N’Zérékoré : plus de 40 millions GNF et le contenu d’un bâtiment partis en fumée au quartier N’yen

Un incendie d’une rare violence s’est déclaré dans la matinée de ce mardi 2 décembre 2025 au quartier N’yen, non loin du lycée Félix Roland Moumié, dans la commune urbaine de N’Zérékoré. Le sinistre, probablement dû à un court-circuit électrique, n’a fait aucune victime humaine, mais a causé d’importants dégâts matériels, estimés à plus de 40 millions de francs guinéens, selon la victime, maître Joachin Lamah.

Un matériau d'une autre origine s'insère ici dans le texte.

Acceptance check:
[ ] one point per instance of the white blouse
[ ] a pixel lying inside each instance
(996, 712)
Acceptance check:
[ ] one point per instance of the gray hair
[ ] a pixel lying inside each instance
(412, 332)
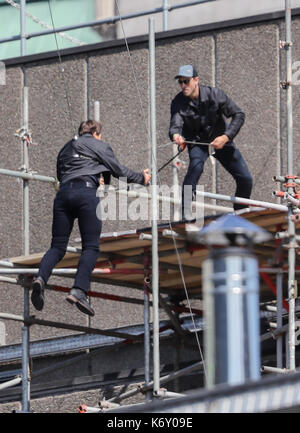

Le feu s’est déclaré aux environs de 10 heures, alors que le propriétaire des lieux s’était brièvement absenté pour acheter de la bouillie à sa fille malade. Ce dernier raconte les circonstances du drame.

« Ce matin, ma fille ne se sentait pas bien. Je l’ai envoyée dans une clinique à Mohomou. Après avoir pris les médicaments, nous sommes rentrés vers 10 heures. Sa maman était couchée à l’intérieur. L’enfant m’a dit qu’elle avait faim à cause des produits qu’elle a pris. Je suis sorti acheter de la bouillie pour elle. Dix minutes après, ma femme m’appelle pour me dire que la maison a pris feu », témoigne maître Joachin Lamah, maître plombier de profession.

Arrivé sur les lieux, il était déjà trop tard. Les flammes avaient ravagé l’ensemble du bâtiment et son contenu.

« Tout ce qu’on a pu sauver, ce sont quelques fauteuils. Le reste est complètement parti en fumée. À l’intérieur, il y avait un montant important, environ 41 millions GNF, mais il a tout brûlé. Je ne peux pas encore mesurer la perte totale, mais tout ce qui se trouvait dans la maison — habits, armoires, lits, matelas, meubles, un groupe électrogène de 3,5 KVA, un petit moteur Tiger, un congélateur, un vélo pour ma fille — a été consumé », explique-t-il, visiblement bouleversé.

Bien qu’absent au moment du déclenchement du feu, Joachin Lamah évoque un probable court-circuit électrique :
« Je suis abonné à l’EDG. Je n’étais pas là quand ça a commencé, mais j’imagine qu’il s’agit d’un court-circuit », affirme-t-il.

Ayant perdu l’ensemble de ses économies et de ses biens, le sinistré lance un appel aux autorités et aux personnes de bonne volonté.

« Je ne suis qu’un ouvrier qui se débrouille. Une perte pareille est très difficile à supporter, surtout que ma femme est en état de grossesse avancée. Je demande aux autorités et aux bonnes volontés de me venir en aide », implore maître Joachin Lamah.